The sight of the large black iron machines, the sound of metal gears clinking in the background, and the smell of ink and wood had me in awe as I stood at the entrance to his shop. During my stay, I witnessed magic as Jim transformed the raw materials; lead into refined jewel-like letterforms. From these letterforms, books were produced and all completely bound by hand. Metamorphosis from lead to finely crafted book illustrates an aura of fine craftsmanship with each page turned. I had the opportunity to view these books and, once in my hand, I realized I was holding onto something incredibly special.

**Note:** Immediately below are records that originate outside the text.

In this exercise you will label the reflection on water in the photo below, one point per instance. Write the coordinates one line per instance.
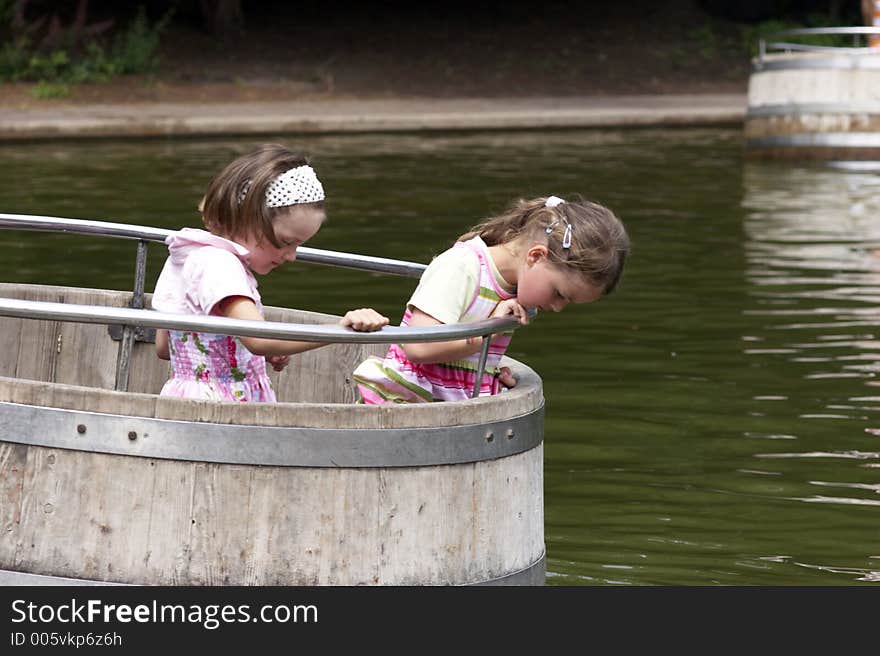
(714, 421)
(813, 258)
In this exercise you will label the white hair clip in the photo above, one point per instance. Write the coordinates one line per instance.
(553, 201)
(566, 237)
(293, 187)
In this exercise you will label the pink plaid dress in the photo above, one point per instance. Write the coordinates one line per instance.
(202, 269)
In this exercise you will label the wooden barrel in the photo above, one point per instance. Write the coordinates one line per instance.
(814, 105)
(100, 486)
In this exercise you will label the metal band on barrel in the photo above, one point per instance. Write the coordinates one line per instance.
(168, 439)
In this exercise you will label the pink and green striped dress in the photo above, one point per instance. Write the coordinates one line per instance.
(395, 379)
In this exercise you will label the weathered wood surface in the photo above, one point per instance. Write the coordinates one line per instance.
(135, 520)
(105, 517)
(793, 105)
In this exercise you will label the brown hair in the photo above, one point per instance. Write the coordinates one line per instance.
(228, 213)
(599, 243)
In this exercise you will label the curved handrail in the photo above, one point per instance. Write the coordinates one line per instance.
(11, 307)
(133, 317)
(145, 233)
(768, 41)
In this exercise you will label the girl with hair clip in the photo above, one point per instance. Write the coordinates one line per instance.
(541, 254)
(256, 212)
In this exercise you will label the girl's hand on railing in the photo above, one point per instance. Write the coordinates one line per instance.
(511, 306)
(505, 377)
(364, 320)
(278, 362)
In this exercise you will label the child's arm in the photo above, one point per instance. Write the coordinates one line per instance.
(428, 352)
(241, 307)
(162, 344)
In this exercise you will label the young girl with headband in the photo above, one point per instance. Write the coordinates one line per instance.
(256, 212)
(541, 254)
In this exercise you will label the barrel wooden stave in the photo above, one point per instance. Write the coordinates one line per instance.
(106, 517)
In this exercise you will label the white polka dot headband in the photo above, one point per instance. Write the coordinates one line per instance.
(293, 187)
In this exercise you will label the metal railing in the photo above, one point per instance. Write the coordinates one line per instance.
(135, 316)
(769, 42)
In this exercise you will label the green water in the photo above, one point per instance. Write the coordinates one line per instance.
(715, 421)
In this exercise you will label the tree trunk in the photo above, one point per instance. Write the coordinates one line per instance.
(223, 17)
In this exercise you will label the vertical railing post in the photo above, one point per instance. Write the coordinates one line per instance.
(481, 367)
(123, 362)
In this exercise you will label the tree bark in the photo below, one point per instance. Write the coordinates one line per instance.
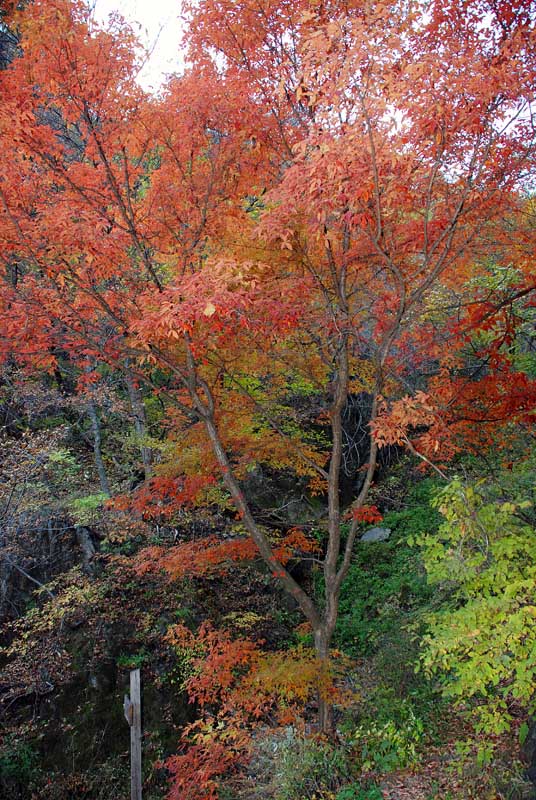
(97, 449)
(139, 418)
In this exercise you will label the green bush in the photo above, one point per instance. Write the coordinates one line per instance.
(386, 584)
(18, 760)
(308, 767)
(385, 745)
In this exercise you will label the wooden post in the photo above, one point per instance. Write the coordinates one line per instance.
(132, 708)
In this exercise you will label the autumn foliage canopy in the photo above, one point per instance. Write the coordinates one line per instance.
(332, 202)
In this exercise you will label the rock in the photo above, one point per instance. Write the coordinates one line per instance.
(376, 535)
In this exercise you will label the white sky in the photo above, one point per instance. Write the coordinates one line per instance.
(157, 24)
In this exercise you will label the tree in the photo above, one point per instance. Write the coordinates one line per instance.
(299, 216)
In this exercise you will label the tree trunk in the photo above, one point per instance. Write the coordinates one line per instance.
(322, 639)
(97, 451)
(139, 418)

Jim has passed on new inspiration of this forgotten art to his many students, including myself, that have come and gone through his shop. He has taken us to a place where the computer is not the only solution to a problem. These collections of photographs are from my many visits to his shop and with them I hope to inspire others. It is rare to meet someone that can have such a positive impact on one’s life. Jim Rimmer is one of these few exceptional people.
Marke Busse concluded:
After meeting Jim, touring the dark, greasy caverns of his print shop in New Westminster, his life changed and he fell for type. He fell hard for letterpress printing. He now owns a fully functional print shop in his parents' garage complete with three presses, a cutter and full compliment of movable type. Thanks to Jim, Robert Bringhurst may be wrong–and that doesn't happen often. Ryan, and the many others whose lives Jim has touched, are the keepers and future of traditional graphic design, typography and printing. Jim deserves the honour of GDC Fellowship. Thank you Jim.